In financial technical analysis, a candlestick pattern is a movement in prices shown graphically on a candlestick chart that some believe can help to identify repeating patterns of a particular market movement.[1] The recognition of the pattern is subjective and programs that are used for charting have to rely on predefined rules to match the pattern.[2] There are 42 recognized patterns that can be split into simple and complex patterns.[3]
Some of the earliest technical trading analysis was used to track prices of rice in the 18th century. Much of the credit for candlestick charting goes to Munehisa Homma (1724–1803), a rice merchant from Sakata, Japan who traded in the Dojima Rice market in Osaka during the Tokugawa Shogunate. According to Steve Nison, however, candlestick charting came later, probably beginning after 1850.[4]
The most famous candlestick trader is the man who invented them, Munehisa Homma. He was a Japanese rice trader who tracked price action and saw patterns developing. He published his work in The Fountain of Gold — The Three Monkey Record of Money in 1755. In today’s dollars, he made about $10 billion.[5]
A candlestick chart (also called Japanese candlestick chart or K-line[6]) is a style of financial chart used to describe price movements of a security, derivative, or currency. Stock price prediction based on K-line patterns is the essence of candlestick technical analysis. However, there are some disputes on whether the K-line patterns have predictive power in academia.
Candlesticks are graphical representations of price movements for a given period of time.
They are commonly formed by the opening, high, low, and closing prices of a financial instrument.
If the opening price is above the closing price then a filled (normally red or black) candlestick is drawn.
If the closing price is above the opening price, then normally a green or hollow candlestick (white with black outline) is shown.

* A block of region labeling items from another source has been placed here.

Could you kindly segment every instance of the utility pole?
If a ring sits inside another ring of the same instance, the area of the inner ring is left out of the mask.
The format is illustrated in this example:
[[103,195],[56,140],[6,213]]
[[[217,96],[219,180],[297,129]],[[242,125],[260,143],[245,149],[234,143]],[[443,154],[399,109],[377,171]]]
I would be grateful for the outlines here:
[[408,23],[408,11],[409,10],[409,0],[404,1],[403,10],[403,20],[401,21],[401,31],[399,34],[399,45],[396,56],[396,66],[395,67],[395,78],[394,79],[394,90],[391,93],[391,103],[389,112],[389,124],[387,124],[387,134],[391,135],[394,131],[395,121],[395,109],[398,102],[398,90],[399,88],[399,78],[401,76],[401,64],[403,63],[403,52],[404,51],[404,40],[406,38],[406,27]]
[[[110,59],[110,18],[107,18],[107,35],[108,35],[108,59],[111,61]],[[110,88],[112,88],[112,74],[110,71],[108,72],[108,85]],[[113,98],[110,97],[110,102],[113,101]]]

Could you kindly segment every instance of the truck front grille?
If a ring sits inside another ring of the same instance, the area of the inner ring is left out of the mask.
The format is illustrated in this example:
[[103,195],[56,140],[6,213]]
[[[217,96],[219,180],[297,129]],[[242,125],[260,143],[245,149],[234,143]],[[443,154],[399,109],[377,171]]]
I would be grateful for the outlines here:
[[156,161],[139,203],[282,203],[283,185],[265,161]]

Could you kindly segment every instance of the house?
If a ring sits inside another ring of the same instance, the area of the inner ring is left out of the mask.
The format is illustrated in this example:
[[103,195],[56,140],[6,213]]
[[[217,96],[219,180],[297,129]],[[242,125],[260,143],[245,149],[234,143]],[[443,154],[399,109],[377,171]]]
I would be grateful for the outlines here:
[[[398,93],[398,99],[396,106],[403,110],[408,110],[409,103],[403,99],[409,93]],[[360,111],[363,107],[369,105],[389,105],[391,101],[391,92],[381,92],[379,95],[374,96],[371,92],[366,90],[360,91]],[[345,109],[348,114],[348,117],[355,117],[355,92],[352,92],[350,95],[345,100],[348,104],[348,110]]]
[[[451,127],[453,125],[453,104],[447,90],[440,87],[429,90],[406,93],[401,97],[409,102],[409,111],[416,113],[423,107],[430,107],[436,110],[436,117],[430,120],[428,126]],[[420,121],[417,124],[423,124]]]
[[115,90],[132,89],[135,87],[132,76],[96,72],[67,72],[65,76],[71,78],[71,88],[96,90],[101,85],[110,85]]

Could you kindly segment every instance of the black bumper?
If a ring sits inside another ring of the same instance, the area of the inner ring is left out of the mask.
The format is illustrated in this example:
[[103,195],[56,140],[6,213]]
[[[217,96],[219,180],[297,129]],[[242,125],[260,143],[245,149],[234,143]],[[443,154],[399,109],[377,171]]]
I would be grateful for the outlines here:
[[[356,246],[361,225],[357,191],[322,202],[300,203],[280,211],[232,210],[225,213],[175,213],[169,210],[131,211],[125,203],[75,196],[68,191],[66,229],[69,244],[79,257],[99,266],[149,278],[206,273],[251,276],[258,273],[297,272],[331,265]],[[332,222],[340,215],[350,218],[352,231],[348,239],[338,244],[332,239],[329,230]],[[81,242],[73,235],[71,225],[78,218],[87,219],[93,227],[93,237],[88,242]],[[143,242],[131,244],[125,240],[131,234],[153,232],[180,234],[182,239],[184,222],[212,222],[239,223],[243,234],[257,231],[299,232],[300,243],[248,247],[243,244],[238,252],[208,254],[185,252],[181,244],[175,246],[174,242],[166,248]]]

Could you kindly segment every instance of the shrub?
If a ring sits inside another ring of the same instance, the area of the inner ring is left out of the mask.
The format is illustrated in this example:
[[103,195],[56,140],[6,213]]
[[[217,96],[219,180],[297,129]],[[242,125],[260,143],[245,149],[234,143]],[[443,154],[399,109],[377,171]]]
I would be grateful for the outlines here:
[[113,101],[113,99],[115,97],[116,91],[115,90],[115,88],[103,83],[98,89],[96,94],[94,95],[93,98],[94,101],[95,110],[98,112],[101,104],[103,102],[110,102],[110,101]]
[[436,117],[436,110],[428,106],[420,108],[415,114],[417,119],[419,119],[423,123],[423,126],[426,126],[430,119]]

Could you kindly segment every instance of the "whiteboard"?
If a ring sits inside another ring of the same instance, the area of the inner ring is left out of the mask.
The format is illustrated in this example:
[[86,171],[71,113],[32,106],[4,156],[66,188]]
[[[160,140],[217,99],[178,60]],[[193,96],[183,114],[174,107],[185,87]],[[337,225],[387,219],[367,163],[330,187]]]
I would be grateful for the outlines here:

The filled or hollow portion of the candle is known as the body or real body, and can be long, normal, or short depending on its proportion to the lines above or below it.
The lines above and below, known as shadows, tails, or wicks, represent the high and low price ranges within a specified time period.
However, not all candlesticks have shadows.
A hammer shows that although there were selling pressures during the day, ultimately a strong buying pressure drove the price back up. The colour of the body can vary, but green hammers indicate a stronger bull market than red hammers.
In a downtrend, it indicates a buying pressure, followed by a selling pressure that was not strong enough to drive the market price down. The inverse hammer suggests that buyers will soon have control of the market.